Four-Handed Monsters
by Adrian Daub
It seems strange to talk about four-hand piano playing as a lost art or a forgotten practice, given how frequently those of us who make music or think about music professionally still sit down at the piano together. And yet, one look at journalism, literature, and visual art from the nineteenth century makes clear how much more universal four-hand playing was then than it is now. Everybody played with everybody—Queen Victoria with Carl Czerny, Nietzsche with Wagner, Mozart with Johann Christian Bach. Everybody wrote about it, thought about it, painted it.
Today when we look back at the music this boom produced we tend to emphasize those aspects and forms of four-hand playing that we still recognize from the way we make music today—four-hand scores as a tool for instruction, as a tool for composition and practice, as a way for educated music-lovers to reproduce orchestral pieces within the comfort of their own home.
It is the basic contention of my book Four-Handed Monsters: Four-Hand Piano Playing and Nineteenth-Century Culture (Oxford UP, 2014; first published in German, Würzburg, 2009) that that is a partial view of the phenomenon, one that makes invisible several factors the nineteenth century itself often seems to have tried to repress about the phenomenon: that four-hand playing, which often demanded close contact between the players, almost necessarily had erotic undercurrents in the prudish atmosphere of the bourgeois parlor; that the mass of four-hand transcriptions meant that it was far more closely connected to the market and to capital than attendant musical phenomena; that it seemed to play with categories of subjectivity and personhood that fascinated the nineteenth century.
Marta Argerich and Nelson Freire,
referenced on p. vii of Four-Handed Monsters
In writing the book, I constantly found myself hitting upon modern-day comparisons that didn’t stem from the field of music-making at all, and instead came from the field of hobbies and games—four-hand piano playing was the nineteenth-century equivalent of the CD, the nineteenth-century equivalent of the stamp collection, the nineteenth-century equivalent of Twister, and so on.

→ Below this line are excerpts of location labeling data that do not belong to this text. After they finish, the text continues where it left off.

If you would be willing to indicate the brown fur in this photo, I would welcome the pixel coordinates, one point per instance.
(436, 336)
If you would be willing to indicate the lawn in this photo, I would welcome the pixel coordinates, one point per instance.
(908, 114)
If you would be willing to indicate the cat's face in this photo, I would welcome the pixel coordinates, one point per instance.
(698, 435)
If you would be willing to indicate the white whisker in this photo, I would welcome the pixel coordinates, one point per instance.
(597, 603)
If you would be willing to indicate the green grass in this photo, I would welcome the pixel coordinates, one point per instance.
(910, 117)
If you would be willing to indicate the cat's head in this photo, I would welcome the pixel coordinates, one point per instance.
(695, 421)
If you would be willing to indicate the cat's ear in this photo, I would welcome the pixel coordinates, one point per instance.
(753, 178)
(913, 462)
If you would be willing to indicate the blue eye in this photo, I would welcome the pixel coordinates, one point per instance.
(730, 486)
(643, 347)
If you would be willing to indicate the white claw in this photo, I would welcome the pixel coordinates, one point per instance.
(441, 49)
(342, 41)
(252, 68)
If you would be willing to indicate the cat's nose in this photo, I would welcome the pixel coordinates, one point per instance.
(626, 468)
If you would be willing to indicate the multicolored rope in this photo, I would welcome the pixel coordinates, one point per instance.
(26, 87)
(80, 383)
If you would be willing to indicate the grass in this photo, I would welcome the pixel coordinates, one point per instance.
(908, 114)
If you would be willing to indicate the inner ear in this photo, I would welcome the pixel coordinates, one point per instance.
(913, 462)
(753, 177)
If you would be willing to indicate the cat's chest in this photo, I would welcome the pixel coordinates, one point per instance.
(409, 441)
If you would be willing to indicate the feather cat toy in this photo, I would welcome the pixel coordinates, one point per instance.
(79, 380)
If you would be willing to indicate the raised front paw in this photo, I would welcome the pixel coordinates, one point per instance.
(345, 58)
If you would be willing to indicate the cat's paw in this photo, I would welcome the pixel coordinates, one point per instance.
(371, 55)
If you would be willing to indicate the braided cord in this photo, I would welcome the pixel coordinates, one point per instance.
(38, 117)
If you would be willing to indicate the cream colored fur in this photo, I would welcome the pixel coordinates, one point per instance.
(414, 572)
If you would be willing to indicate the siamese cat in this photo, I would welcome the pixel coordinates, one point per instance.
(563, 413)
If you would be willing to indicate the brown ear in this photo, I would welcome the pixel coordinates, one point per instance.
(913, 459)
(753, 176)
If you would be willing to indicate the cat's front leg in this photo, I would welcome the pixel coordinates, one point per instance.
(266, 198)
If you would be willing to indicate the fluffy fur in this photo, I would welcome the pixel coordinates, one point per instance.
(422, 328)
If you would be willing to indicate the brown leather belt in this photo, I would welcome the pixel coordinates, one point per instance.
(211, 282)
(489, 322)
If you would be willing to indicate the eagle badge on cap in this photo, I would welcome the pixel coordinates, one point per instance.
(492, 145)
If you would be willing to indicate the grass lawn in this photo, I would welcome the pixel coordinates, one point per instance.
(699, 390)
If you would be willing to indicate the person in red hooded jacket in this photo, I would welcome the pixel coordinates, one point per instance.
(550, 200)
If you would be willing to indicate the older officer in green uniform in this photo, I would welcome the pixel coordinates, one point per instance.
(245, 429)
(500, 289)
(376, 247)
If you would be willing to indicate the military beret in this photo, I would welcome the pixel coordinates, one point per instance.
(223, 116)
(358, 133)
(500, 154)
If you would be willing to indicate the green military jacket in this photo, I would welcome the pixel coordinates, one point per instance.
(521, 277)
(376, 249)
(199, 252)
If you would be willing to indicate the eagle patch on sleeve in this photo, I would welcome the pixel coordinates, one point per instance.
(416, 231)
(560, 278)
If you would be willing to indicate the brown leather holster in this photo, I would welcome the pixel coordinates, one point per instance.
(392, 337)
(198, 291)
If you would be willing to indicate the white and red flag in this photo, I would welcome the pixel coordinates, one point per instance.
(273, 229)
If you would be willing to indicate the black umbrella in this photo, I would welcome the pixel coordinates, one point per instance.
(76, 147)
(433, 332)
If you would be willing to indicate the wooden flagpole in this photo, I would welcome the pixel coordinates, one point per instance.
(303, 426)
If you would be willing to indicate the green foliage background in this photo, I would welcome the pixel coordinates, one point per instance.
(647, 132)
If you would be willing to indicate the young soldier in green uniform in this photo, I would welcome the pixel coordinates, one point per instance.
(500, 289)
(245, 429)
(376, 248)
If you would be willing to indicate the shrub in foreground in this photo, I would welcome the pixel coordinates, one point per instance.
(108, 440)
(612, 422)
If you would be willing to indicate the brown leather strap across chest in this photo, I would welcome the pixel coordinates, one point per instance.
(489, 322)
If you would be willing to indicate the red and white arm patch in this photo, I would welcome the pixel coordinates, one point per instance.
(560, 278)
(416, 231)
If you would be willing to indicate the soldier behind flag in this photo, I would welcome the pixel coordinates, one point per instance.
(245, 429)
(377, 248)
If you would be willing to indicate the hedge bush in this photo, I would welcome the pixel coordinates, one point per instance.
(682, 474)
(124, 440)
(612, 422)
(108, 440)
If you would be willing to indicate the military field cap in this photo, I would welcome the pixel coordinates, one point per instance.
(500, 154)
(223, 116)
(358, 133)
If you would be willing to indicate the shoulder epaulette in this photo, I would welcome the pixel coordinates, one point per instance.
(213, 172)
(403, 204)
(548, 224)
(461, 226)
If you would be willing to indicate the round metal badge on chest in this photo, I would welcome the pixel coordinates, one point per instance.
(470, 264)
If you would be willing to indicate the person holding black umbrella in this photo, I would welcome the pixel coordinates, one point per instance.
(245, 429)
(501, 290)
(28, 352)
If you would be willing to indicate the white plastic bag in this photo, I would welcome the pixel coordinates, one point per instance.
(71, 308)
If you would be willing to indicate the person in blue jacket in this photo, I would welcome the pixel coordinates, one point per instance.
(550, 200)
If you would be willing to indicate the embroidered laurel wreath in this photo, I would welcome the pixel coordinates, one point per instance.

What makes the topic so fascinating is that four-hand piano playing could be both a kind of parlor trick—essentially a novelty act, a fun social game to play after dinner—and could function as a conduit for serious thinking about music and an essential part of the transmission of musical expertise.

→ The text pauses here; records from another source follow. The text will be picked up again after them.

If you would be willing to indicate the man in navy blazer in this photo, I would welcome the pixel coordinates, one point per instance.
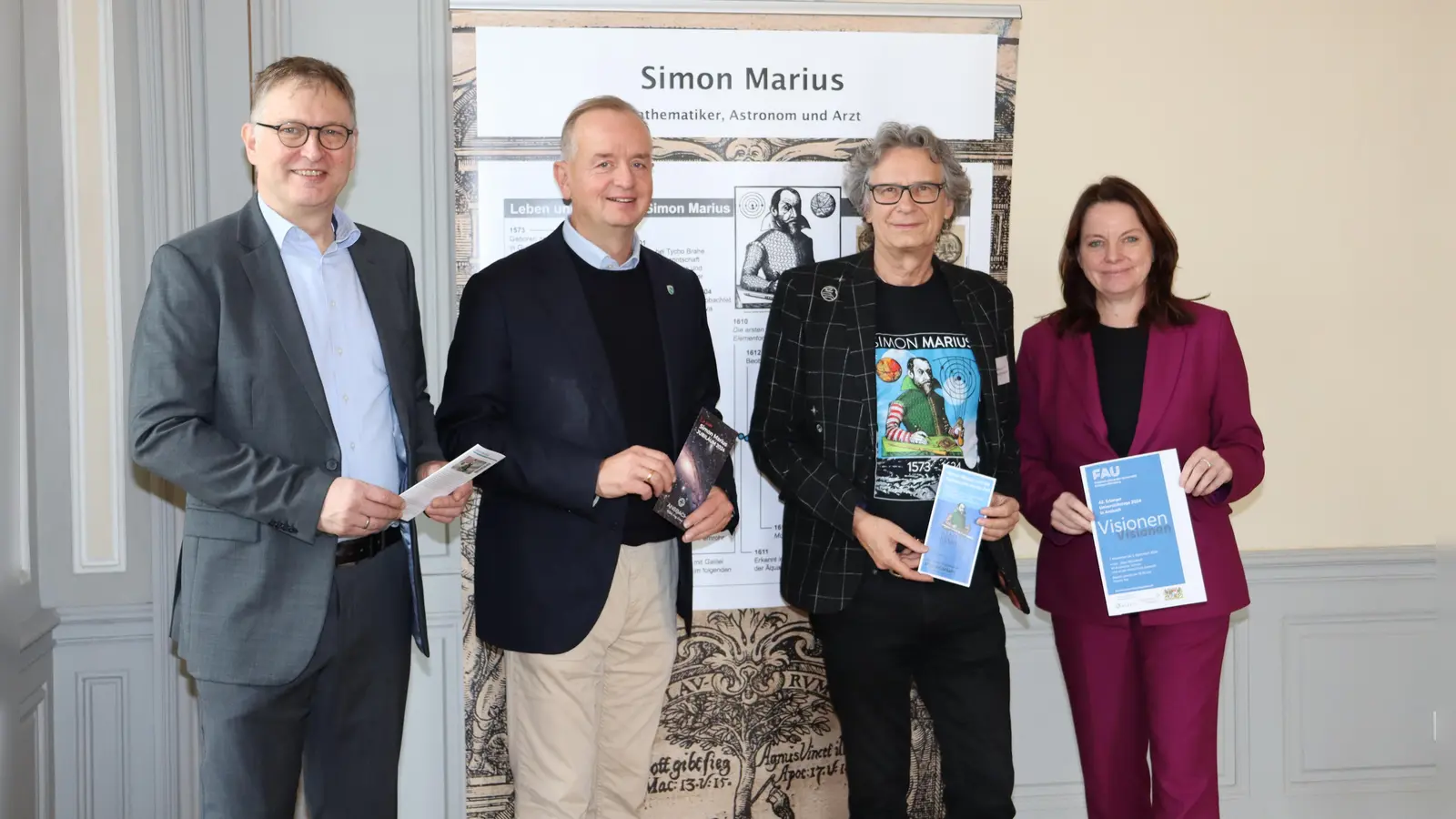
(586, 360)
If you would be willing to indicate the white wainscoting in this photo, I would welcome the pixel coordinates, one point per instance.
(1325, 710)
(26, 782)
(104, 713)
(1327, 707)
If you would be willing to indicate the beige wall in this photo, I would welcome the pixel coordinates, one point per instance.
(1296, 149)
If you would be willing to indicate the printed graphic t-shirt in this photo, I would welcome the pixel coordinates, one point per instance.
(928, 392)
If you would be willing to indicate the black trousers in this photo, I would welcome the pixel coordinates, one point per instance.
(951, 643)
(341, 722)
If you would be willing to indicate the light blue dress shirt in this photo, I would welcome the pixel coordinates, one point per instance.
(346, 349)
(594, 256)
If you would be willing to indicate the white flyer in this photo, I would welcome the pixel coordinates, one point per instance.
(448, 479)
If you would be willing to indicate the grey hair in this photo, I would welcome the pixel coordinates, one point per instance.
(606, 102)
(897, 135)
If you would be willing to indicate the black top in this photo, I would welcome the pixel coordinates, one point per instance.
(917, 331)
(1120, 354)
(622, 307)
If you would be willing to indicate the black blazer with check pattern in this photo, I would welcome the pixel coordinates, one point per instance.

And usually composers, critics, players, and literary authors refused to make a distinction between one kind of four-hand playing and another. It was an inescapable part of any serious musical consumer’s repertoire, but it was that part he most frequently suspected of being less-than-serious.
The music critic Eduard Hanslick for instance was as passionate a four-hand player as they came. But when he discusses it in his criticism, it’s never quite clear how seriously he takes the practice—one moment he’ll talk about one’s relationship to “my four-handed person” (i.e., his duet partner) as a kind of marriage, the next he’ll compare their consumption of scores to playing cards.

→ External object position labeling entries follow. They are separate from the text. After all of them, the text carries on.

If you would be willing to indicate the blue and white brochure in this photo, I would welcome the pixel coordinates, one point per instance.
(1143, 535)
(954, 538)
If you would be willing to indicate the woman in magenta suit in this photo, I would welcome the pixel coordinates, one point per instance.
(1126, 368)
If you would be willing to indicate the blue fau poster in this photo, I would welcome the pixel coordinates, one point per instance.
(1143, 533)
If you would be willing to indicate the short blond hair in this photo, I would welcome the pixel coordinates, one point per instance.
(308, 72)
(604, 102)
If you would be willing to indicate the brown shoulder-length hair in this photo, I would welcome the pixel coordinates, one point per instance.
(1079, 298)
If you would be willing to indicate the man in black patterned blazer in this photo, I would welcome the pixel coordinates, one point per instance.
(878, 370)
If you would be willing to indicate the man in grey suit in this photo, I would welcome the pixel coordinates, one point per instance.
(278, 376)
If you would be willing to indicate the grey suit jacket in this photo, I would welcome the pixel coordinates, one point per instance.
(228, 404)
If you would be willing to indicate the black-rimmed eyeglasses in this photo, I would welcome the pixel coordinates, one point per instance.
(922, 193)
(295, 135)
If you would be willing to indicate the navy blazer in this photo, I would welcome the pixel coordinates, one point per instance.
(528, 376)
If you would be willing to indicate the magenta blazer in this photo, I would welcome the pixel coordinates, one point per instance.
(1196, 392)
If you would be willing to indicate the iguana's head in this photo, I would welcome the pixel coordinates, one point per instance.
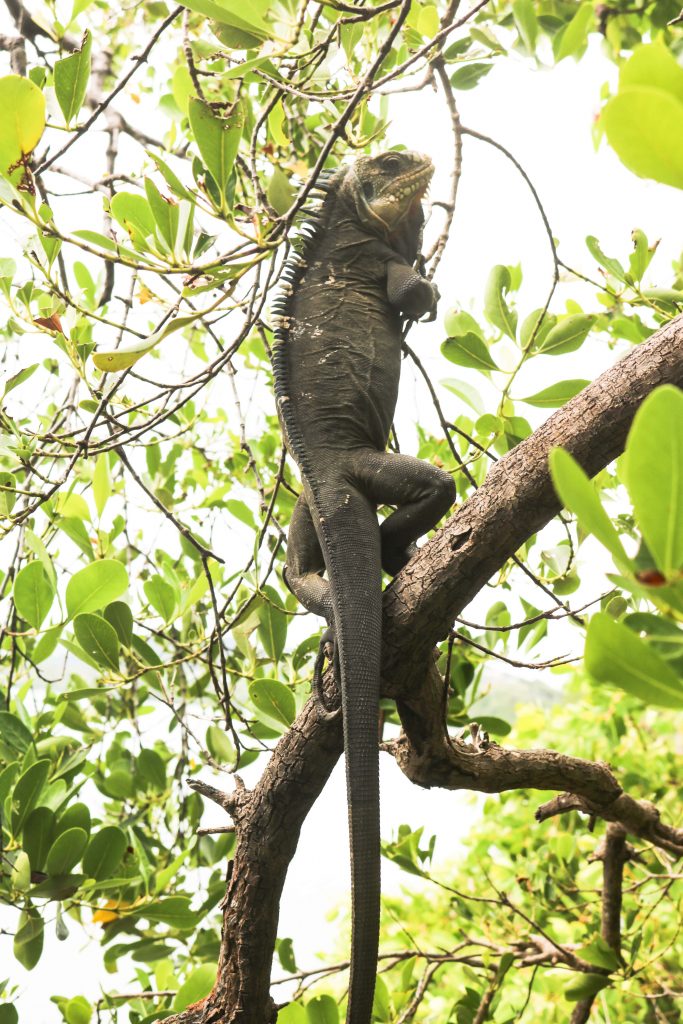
(385, 189)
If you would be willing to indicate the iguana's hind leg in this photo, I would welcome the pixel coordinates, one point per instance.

The sense that there was something all-too-private about four-hand piano pervaded nineteenth-century depictions of the practice. The Austrian novelist Arthur Schnitzler regularly played his way through scores with his mother—but when he restaged that scene in one of his stories, he took the scene out before publishing it.
It is this difficulty the nineteenth-century public had in placing four-hand playing, this inability to decide how serious or how frivolous it is, how public or how private, how much it constitutes art and how much it resembles labor, that makes the practice such a fascinating lens through which to analyze the musical world of the bourgeoisie of the nineteenth century.
Here, at the margins of the musical canons, central questions were debated. When painters, writers, journalists, philosophers, musicians and composers watched the play of two pairs of hands on a single keyboard, they were deciding, re-deciding and contesting what counted as music, what counted as musicianship, what counted as a person, a community, or a country.
Adrian Daub is Associate Professor of German Studies at Stanford University. In addition to Four-Handed Monsters (published with a subvention from the AMS 75 PAYS Endowment), he is author of Uncivil Unions: The Metaphysics of Marriage in German Idealism and Romanticism (Univ. of Chicago Press, 2012) and Tristan’s Shadow: Sexuality and the Total Work of Art (Univ. of Chicago Press, 2013).